Toulouse : A l'heure de l'agriculture urbaine, peut-on cultiver bio dans un environnement pollué ?
AGRICULTURE•Camille Dumat, chercheuse toulousaine, spécialisée dans les questions de pollution des sols et fondatrice du réseau Agriville, participe à une conférence ce mardi sur le sujetBéatrice Colin
L'essentiel
- L’agriculture urbaine se développe de plus en plus en ville. Avec cette tendance de fond, se pose notamment la question de la pollution des sols, parfois d’anciens sites industriels.
- L’association toulousaine «Partageons les jardins» organise une visioconférence mardi sur cette thématique avec Camille Dumat, chercheuse spécialiste de ces questions et fondatrice du réseau Agriville.
Des potagers poussent désormais au milieu des barres d’immeuble. Après avoir été longtemps cantonnée au monde rural, l’agriculture se fait de plus en plus urbaine. Une lame de fond qui touche toutes les grandes villes de France, mais non sans susciter certaines questions : quelle est la qualité des sols dans lesquels poussent les tomates des néojardiniers ou l’impact de la pollution ambiante sur leurs plantations?
« Comment faire pousser des légumes bio dans un environnement pollué ? A quelle pollution est-on exposé en consommant cette production ? ». Autant de questions auxquelles Camille Dumat, professeure à l’École nationale supérieure agronomique de Toulouse (INP-ENSAT) apportera des réponses lors de la conférence en ligne organisée ce mardi par l’association toulousaine « Partageons les jardins ».
« Il y a des sites plus pollués que d’autres en Occitanie, on peut avoir des agricultures et jardins en plein sol dans la plupart des endroits, à des exceptions comme dans l’Aude, à Salsigne, il y faut mieux éviter », pose celle qui a fondé le réseau Agriville, une plateforme d’échanges sur les ressources, innovations et recherches participatives en matière d’agricultures urbaines. Elle permet de mettre en commun aussi bien les informations des associations de jardiniers, que des collectivités ou de responsables comme l’Ademe.

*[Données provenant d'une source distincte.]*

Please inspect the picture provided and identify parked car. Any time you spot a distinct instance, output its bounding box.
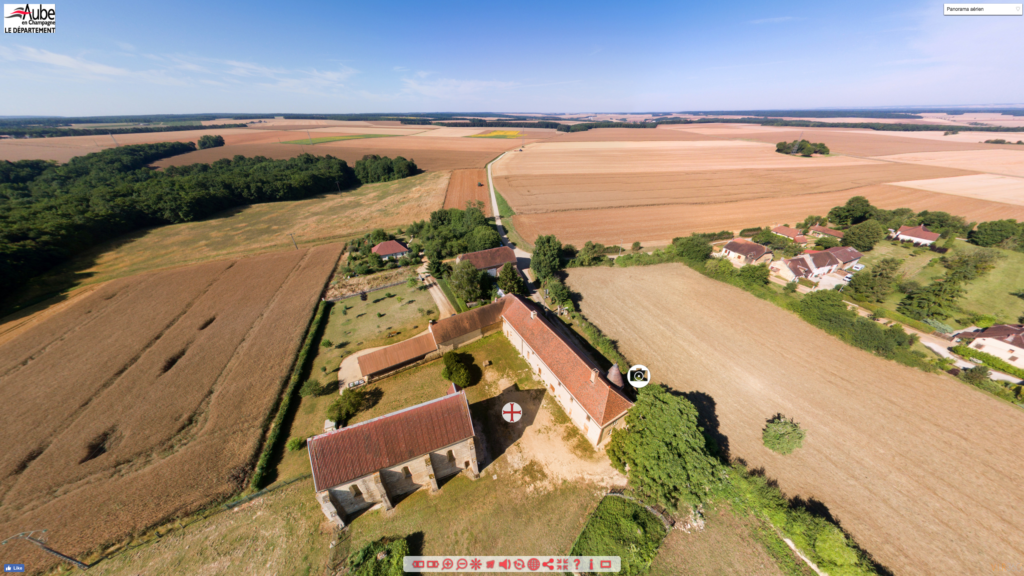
[843,273,853,282]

Il y a encore une vingtaine d’années, il était difficile de savoir si l’usine qui était installée auparavant sur un site utilisait des produits chimiques susceptibles de polluer le sol. « Aujourd’hui, il existe des outils, notamment des inventaires comme Basol et Basiasqui permettent, par exemple, de savoir s’il y a eu usage de métaux lourds », poursuit Camille Dumat.
Pollution des villes et des champs
Il arrive parfois que cette pollution soit détectée, comme ce fut le cas il y a quelques années à Castanet, au sud de Toulouse, où, après analyses, on s’est rendu compte qu’il y avait une concentration d’arsenic au sein des puits des jardins collectifs. « Nous avons contacté l’Agence régionale de santé qui a fait des prélèvements et les puits ont été fermés. Ils ont pu continuer à exploiter les jardins car les sols n’étaient pas le problème », raconte la professeure de l’Ensat.
Pour elle, avant de se lancer, il faut faire une petite enquête préalable sur l’environnement du site et faire quelques analyses pour détecter, par exemple, la présence de métaux. Cela évitera par la suite de devoir dépolluer, ce qui coûte très cher, comme ce fut le cas à Montreuil il y a quelques années, où les productions maraîchères et fruitières du site des « Murs à pêches » se sont avérées contenir du cadmium ou encore du zinc, bien au-dessus des seuils réglementaires.
Reste que la pollution des sols n’est pas la seule à être présente en ville. Avec la circulation automobile, l’air ambiant peut aussi être chargé en métaux lourds comme le plomb. « Le centre-ville n’est plus forcément le plus pollué, parce qu’il y a de moins en moins de voitures et plus de produits phytosanitaires utilisés par les collectivités dans les espaces verts, ce qui n’est pas le cas dans les campagnes ou à proximité des rocades où l’on retrouve les émissions des véhicules », argumente Camille Dumat. Avant de conclure, que, plutôt de traiter ou chercher à confiner la pollution pour cultiver, « il faut en amont tout faire pour éviter les sources de pollution ».